Friday, November 30, 2007

Digital Preservation Matters - 30 November 2007

Council Conclusions on scientific information in the digital age: access, dissemination and preservation. The Council Of The European Union. November 2007.

The Council of the European Union presents some conclusions regarding digital preservation and recommendations during the next few years:

  • access to and dissemination of scientific information is crucial and can help accelerate innovation;
  • effective digital preservation of scientific information is fundamental for current and future development of research
  • it is important to ensure the long term preservation of scientific information, publications and data, and include scientific information in preservation strategies;
  • monitor good practices for open access to scientific information and development new models
  • experiment with open access to scientific data and publications to understand contractual needs
  • encourage research and experiments into digital preservation on deploying scientific data as widely as possible for open access to and preservation of scientific information.


Shifting Gears: Gearing Up to Get Into the Flow. Ricky Erwayr. OCLC. October 2007.

Efforts to digital special collections mean we need to re-look at what we are doing. Do we digitize for access or preservation, or both. How do our selection criteria affect the digitizing efforts. Access is important. We should preserve the unique items to the best of our ability, but it doesn’t mean we only have once chance to do it right. We may want to re-digitize when the technology improves. Scan items as part of the initial accessioning process; create a single unified process. Metadata can be improved as needed; it can be an iterative approach. Move to a program approach, not just special projects. It should be part of the regular budget. To do a better job we need to “integrate digitization into all workflows and user services”.


Digital library surpasses initial goal of 1 million books. International Herald Tribune. November 27, 2007.

The Universal Library project has surpassed its latest target, having scanned more than 1.5 million books. At least half the books are out of copyright or scanned with the permission of copyright holders. The library's mission is to make information freely available and to preserve rare and decaying texts. It is the largest university-based digital library of free books and its purpose is noncommercial. The library has books published in 20 languages, including 970,000 in Chinese, 360,000 in English, 50,000 in the southern Indian language of Telugu and 40,000 in Arabic.


Presentations from iPRES - 2007 International Conference on Preservation of Digital Objects. National Science Library . November 2007.

This site contains many pdf files of the presentations given at the October iPres conference in China. These are interesting to review. Some that I found particularly useful include:

  • Exploring and Charting the Digital Preservation Research Landscape, Seamus Ross
  • Chinese Digital Archival Network of Foreign STM Material, Xiaolin Zhang
  • A Practical Approach to Digital Preservation: Update from PLANETS, Helen Hockx-Yu
  • Challenges of Digital Preservation: Early Lessons from the Portico Archive, Eileen Fenton
  • Developing a CAS E-Journal Archiving System, Zhixiong Zhang
  • Comparative Evaluation of Major IR Systems for Preservation, Ting Zeng
  • New Partnerships for Scientific Data Preservation and Publication Systems, Zhongming Zhu


Towards the Australian Data Commons: A proposal for an Australian National Data Service. The ANDS Technical Working Group. October 2007.
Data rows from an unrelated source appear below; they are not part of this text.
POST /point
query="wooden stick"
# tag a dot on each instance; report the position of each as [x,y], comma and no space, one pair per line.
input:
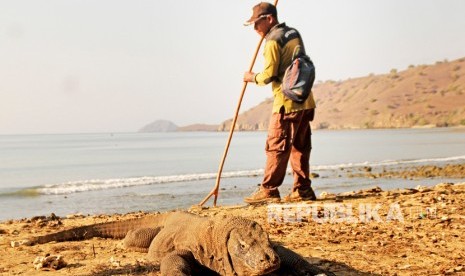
[216,188]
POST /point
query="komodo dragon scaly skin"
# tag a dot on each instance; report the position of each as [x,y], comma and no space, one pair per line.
[187,244]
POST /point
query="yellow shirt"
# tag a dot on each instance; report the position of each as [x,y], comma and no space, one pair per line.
[278,56]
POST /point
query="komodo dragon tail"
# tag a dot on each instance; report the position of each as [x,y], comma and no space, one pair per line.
[115,229]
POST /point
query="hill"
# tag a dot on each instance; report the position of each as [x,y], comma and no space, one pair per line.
[421,96]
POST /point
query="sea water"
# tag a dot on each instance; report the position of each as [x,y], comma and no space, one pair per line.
[123,172]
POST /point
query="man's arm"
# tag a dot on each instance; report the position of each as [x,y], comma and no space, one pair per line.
[270,71]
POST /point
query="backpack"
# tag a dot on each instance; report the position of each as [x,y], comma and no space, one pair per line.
[299,77]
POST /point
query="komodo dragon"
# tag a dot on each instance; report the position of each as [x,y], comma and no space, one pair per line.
[187,244]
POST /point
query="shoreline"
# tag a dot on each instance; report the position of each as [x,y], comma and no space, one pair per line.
[422,243]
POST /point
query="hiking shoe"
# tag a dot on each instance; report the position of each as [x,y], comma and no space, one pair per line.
[300,195]
[261,196]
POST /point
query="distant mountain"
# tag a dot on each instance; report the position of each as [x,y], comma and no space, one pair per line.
[159,126]
[421,96]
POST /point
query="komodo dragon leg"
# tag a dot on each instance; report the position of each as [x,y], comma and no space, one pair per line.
[294,264]
[183,263]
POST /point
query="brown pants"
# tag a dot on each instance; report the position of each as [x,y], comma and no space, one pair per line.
[289,138]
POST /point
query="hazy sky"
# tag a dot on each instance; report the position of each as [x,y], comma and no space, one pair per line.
[116,65]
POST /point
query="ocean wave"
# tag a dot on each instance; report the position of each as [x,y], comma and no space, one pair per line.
[104,184]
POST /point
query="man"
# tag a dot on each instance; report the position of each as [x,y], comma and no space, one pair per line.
[289,133]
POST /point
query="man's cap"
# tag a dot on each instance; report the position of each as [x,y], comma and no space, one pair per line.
[260,10]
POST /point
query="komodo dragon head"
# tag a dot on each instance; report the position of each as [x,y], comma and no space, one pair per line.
[250,250]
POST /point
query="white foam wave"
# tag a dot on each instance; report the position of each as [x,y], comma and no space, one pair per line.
[103,184]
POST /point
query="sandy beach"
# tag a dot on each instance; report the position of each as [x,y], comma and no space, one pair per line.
[369,232]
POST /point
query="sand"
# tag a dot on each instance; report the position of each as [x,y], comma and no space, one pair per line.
[399,232]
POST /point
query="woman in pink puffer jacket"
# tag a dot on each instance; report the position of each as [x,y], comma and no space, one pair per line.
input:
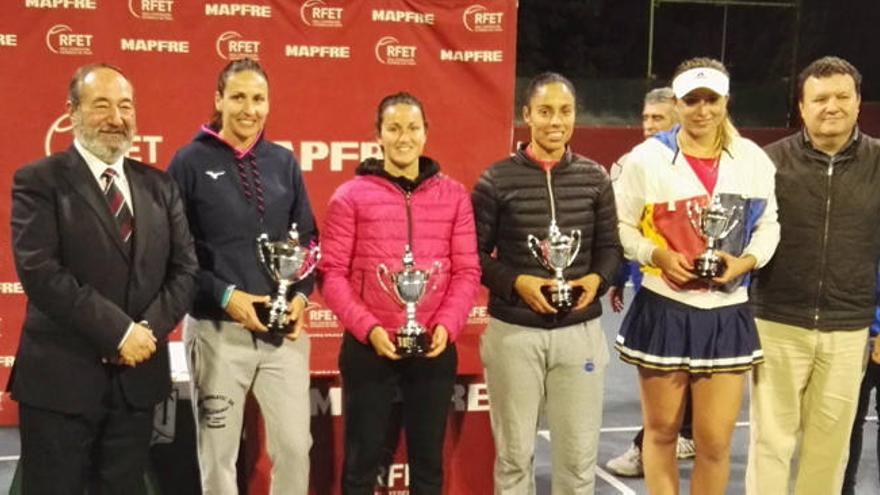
[395,203]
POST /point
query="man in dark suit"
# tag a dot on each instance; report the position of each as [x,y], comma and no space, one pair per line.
[104,253]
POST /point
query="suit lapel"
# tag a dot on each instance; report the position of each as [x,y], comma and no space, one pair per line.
[141,205]
[82,180]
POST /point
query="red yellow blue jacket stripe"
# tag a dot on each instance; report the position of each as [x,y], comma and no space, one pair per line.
[658,198]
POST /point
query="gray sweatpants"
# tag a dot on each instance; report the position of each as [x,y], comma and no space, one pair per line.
[226,362]
[561,371]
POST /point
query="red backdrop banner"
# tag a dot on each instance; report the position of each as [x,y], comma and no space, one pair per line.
[329,63]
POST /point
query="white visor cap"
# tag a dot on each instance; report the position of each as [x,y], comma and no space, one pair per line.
[701,77]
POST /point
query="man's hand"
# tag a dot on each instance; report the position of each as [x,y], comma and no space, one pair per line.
[438,341]
[590,283]
[138,346]
[734,266]
[529,289]
[615,295]
[382,343]
[295,314]
[675,266]
[241,309]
This paper, among other topics, discusses the reasons to focus on data management, the issues, and the programs to deliver the data. While the paper looks specifically at a national data service, there are aspects that are useful for local digital preservation. Here are some interesting notes from it.

  • Important activities include identifying and deploying policies and technologies to allow users to gain seamless access to data collected within multiple institutionally operated repositories.
  • The intent is to provide common services to support research to make it easier to discover, access, use, analyze, and combine digital resources as part of their activities. They should also support and advise researchers and research data managers about appropriate digital preservation strategies.
  • We are in a data deluge. It can only continue and grow in intensity as the number, frequency and resolution of data sources rises and as information becomes universally ‘born digital’.
  • Data is an increasingly important and expensive ingredient of research activities and needs increasing attention to be managed efficiently and effectively.
  • The sponsors of data capture and care should help determine the accessibility of the data
  • Not everyone can use the same solution, so there may need to be multiple responses.
  • There should be a registry of repositories with services offered
  • Provide assistance to others on adopting the plans and getting the service they need.
  • Collecting and managing the metadata is critical. Best to collect early and automatically.

The data service believes it can contribute most effectively by developing services and activities that enable stewardship within multiple federations of data management and data user communities.

In ten years time, it will be successful if:

  • A data commons exists in a network of research repositories and the data is discoverable;
  • Researchers and data managers perform well with well formed data management policies;
  • More research data is routinely deposited into stable, accessible and sustainable environments;
  • More people have relevant expertise in data management


Stewardship of digital resources involves both preservation and curation. Preservation entails standards-based, active management practices that guide data throughout the research life cycle, as well as ensure the long-term usability of these digital resources. Curation involves ways of organizing, displaying, and repurposing preserved data.